To prohibit natural gas price gouging after a disaster, and for other purposes.
Analysis under review: This bill has generated analysis that may be too generic or incomplete. Clause-level evidence remains available below.
Summary
What This Bill Does
The bill requires prohibition on unconscionable pricing of natural gas during a major disaster declaration For the duration of a major disaster declared under section 401 of the Robert T, requires enforcement by the Federal Trade Commission A violation of section 2 shall be treated as a violation of a rule defining an unfair or deceptive act or practice prescribed under section 18(a)(1)(B) of the Federal, and requires criminal penalties In addition to any penalty applicable under section 3, any utility company that violates section 2 shall be fined under title 18, United States Code, in an amount not to exceed $500,000,000. It relies on compliance mandates, appropriations, product standards, and liability protections. The main policy areas are Criminal Justice, Energy, Natural Gas, and Environment.
Who Benefits and How
Natural gas companies and customers affected by the bill could face reduced risk and Disaster response agencies and disaster-affected communities could face reduced risk.

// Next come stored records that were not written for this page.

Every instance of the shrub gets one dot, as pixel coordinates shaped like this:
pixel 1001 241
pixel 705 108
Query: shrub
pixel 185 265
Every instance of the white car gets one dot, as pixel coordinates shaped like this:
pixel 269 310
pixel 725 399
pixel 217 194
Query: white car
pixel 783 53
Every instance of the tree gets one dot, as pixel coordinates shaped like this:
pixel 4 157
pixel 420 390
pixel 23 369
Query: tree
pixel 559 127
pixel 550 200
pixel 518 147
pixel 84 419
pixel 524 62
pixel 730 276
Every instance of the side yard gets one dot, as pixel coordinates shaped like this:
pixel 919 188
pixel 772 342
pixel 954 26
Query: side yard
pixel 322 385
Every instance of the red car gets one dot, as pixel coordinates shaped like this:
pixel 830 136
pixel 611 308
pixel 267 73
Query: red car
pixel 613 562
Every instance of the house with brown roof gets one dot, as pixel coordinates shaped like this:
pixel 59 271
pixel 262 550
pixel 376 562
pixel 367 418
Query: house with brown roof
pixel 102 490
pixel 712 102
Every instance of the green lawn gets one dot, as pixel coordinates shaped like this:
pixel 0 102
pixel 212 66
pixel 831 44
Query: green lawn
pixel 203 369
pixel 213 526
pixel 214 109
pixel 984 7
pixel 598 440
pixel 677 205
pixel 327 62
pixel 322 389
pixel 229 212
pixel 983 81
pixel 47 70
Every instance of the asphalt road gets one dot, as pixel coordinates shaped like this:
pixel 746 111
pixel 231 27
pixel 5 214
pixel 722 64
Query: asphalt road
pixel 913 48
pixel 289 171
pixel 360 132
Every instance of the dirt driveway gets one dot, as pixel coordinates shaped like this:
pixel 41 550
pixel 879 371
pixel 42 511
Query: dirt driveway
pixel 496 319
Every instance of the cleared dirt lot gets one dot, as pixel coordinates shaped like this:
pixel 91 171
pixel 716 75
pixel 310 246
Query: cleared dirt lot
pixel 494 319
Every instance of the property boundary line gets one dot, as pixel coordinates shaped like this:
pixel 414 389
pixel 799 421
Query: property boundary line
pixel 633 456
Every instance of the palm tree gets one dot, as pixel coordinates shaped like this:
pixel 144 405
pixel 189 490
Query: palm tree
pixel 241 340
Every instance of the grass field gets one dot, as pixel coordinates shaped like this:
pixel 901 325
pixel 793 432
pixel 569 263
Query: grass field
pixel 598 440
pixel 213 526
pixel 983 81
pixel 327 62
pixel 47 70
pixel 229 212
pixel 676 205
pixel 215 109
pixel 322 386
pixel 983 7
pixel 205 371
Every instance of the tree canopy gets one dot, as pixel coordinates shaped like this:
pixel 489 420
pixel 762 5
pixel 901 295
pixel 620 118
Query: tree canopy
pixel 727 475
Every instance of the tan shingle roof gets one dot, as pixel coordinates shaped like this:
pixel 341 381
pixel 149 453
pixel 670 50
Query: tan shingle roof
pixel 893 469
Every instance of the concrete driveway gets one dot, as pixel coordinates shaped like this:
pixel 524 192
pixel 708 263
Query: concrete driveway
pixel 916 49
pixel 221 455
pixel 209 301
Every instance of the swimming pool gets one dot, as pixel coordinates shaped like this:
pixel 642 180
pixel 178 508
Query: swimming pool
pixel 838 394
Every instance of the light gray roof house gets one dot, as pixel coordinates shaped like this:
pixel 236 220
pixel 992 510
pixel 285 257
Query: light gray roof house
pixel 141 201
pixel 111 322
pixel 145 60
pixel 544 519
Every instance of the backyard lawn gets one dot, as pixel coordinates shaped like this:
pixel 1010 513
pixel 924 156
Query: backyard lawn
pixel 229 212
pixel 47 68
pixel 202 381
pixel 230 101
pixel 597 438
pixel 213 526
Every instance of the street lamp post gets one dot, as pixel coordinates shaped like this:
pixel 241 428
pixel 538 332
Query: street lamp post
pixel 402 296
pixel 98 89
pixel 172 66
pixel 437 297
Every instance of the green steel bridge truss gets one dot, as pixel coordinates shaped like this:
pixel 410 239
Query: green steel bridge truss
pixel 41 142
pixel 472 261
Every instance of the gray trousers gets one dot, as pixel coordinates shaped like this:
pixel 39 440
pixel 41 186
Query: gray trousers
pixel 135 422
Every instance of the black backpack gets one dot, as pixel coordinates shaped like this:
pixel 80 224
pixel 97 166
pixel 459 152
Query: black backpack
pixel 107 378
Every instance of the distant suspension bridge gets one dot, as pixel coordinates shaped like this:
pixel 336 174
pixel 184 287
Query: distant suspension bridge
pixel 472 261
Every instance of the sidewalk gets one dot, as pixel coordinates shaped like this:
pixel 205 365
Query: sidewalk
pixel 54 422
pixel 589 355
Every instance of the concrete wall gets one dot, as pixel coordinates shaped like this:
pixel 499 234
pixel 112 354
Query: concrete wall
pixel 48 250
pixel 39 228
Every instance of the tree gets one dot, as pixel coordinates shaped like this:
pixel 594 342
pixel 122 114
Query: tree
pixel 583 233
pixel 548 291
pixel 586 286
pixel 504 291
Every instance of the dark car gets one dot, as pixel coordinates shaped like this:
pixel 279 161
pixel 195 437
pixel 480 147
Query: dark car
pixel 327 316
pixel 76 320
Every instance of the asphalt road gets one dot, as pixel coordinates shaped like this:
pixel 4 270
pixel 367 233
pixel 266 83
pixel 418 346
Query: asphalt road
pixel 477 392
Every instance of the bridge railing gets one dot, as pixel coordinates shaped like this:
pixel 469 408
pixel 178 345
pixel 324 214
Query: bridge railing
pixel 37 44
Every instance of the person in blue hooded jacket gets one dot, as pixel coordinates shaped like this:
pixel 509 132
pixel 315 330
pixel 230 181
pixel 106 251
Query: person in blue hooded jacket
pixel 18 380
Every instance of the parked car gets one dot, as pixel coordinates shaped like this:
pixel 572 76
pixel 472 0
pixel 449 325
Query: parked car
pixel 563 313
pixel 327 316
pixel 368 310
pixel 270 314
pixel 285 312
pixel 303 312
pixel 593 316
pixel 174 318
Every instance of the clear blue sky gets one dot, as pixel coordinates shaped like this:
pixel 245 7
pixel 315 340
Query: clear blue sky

Who Bears the Burden and How
Federal, state, or local agencies responsible for implementing the clause would take on compliance duties, Natural gas companies and customers affected by the bill would take on compliance duties, and Disaster response agencies and disaster-affected communities would take on compliance duties.
Key Provisions
- Requires prohibition on unconscionable pricing of natural gas during a major disaster declaration For the duration of a major disaster declared under section 401 of the Robert T.
- Requires enforcement by the Federal Trade Commission A violation of section 2 shall be treated as a violation of a rule defining an unfair or deceptive act or practice prescribed under section 18(a)(1)(B) of the Federal...
- Requires criminal penalties In addition to any penalty applicable under section 3, any utility company that violates section 2 shall be fined under title 18, United States Code, in an amount not to exceed $500,000,000.
- Provides enforcement at retail level by State attorneys general An attorney general of a State, as parens patriae, may bring a civil action on behalf of its residents in an appropriate district court of the United...
- Defines definitions In this Act: The term natural gas has the meaning given that term in section 2 of the Natural Gas Act (15 U.S.C.
Evidence Chain:
This summary is generated from the full bill text using AI analysis. Expand "Detailed Analysis" below for identified beneficiaries/burden bearers with clause-level evidence links.
At a Glance
What This Bill Does
The bill requires prohibition on unconscionable pricing of natural gas during a major disaster declaration For the duration of a major disaster declared under section 401 of the Robert T, requires enforcement by the Federal Trade Commission A violation of section 2 shall be treated as a violation of a rule defining an unfair or deceptive act or practice prescribed under section 18(a)(1)(B) of the Federal, and requires criminal penalties In addition to any penalty applicable under section 3, any utility company that violates section 2 shall be fined under title 18, United States Code, in an amount not to exceed $500,000,000.
Key Policy Areas
Criminal Justice, Energy, Natural Gas, Environment
Primary Purpose
The bill requires prohibition on unconscionable pricing of natural gas during a major disaster declaration For the duration of a major disaster declared under section 401 of the Robert T, requires enforcement by the Federal Trade Commission A violation of section 2 shall be treated as a violation of a rule defining an unfair or deceptive act or practice prescribed under section 18(a)(1)(B) of the Federal, and requires criminal penalties In addition to any penalty applicable under section 3, any utility company that violates section 2 shall be fined under title 18, United States Code, in an amount not to exceed $500,000,000.
Policy Domains
Whole bill
Identified Gains
- Natural gas companies and customers affected by the bill
- Disaster response agencies and disaster-affected communities
Identified Costs
- Federal, state, or local agencies responsible for implementing the clause
- Natural gas companies and customers affected by the bill
- Disaster response agencies and disaster-affected communities
- Law enforcement, justice-system actors, and affected communities
- Energy producers and energy supply-chain firms affected by the bill
Sponsors
Legislative Progress
IntroducedMr. Harder of California introduced the following bill; which was …
Stakeholder Effects
cui bono?How this legislation distributes effects. Mention counts reflect frequency, not effect magnitude.
Law enforcement, justice-system actors, and affected communities
Bill Structure & Actor Mappings
Who is "The Secretary" in each section?
We use a combination of our own taxonomy and classification in addition to large language models to assess meaning and potential beneficiaries. High confidence means strong textual evidence. Always verify with the original bill text.